Big hair, leggings, sky high shoulder pads…it was the decade of decadence. Wall Street was flying high and so was everyone’s taste for the good life. Consumer culture reached a peak to the tune of Madonna’s “Material Girl.”
Though over 20 years have passed since we said goodbye to the 80s, the style influences continue to infiltrate modern fashion. The spring runway, like that of Ronald van Der Kemp's couture collection, was full of padded shoulders reminiscent of Melanie Griffith in “Working Girl”…the only thing missing were her white sneakers.
Dressing for success in the 80s often meant classic black and white, which continues to be on trend for ladies ready to conquer the boardroom. When creating his iconic “Men in the Cities” series in the 70s and 80s, artist Robert Longo dressed his contorting figures in the classic workwear. 

 Classic lines and colors help make the images timeless--and the look continues to bring a powerful punch as seen in the Ronald van Der Kemp look on the right.


Did someone say party dress? After a hard work day, what girl doesn’t need to enjoy a night on the town in a pretty outfit? The glitz and glamour of the Texas darlings from “Dynasty” hit the Alexandre Vauthier couture runway in full force with an array of one-shouldered frocks, puffy sleeves and pantyhose.

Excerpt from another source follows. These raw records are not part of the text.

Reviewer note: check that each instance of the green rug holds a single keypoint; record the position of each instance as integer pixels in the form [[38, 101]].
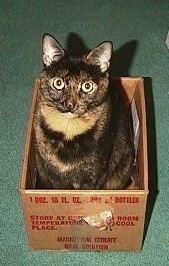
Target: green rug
[[138, 30]]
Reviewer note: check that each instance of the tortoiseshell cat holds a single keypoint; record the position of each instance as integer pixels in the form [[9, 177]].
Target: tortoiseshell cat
[[83, 137]]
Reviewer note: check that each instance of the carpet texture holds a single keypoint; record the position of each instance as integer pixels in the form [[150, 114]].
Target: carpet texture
[[138, 30]]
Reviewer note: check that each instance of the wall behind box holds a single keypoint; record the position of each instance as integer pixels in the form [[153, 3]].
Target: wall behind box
[[86, 220]]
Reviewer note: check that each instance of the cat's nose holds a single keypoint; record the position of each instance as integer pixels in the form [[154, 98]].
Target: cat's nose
[[70, 105]]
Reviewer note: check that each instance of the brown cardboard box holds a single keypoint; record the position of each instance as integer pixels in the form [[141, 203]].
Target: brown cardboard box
[[99, 220]]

From flowing trains, to ruffles, sequins and sashes…the 80s glam options were endless this season. Some options even shimmered, like the design that mirrored the shining Rabbit sculpture by Jeff Koons.

Always a go-to for glamour, little black dresses go vintage with textured volume. Dressed up in a LBD from Ronald van Der Kemp, what girl wouldn’t feel like a celebrity?

"Celebrity" by Christopher Wool, 1989


Not in a black dress kind of mood? Keep it sleek with color blocking and an elegant coiffure inspired by Richard Prince’s photography.
"Untitled 1" by Richard Prince



As each day brings us closer to the future, fashion proves that we never leave history behind. There are styles we think will never return, and yet they always find ways of coming back for the next generation.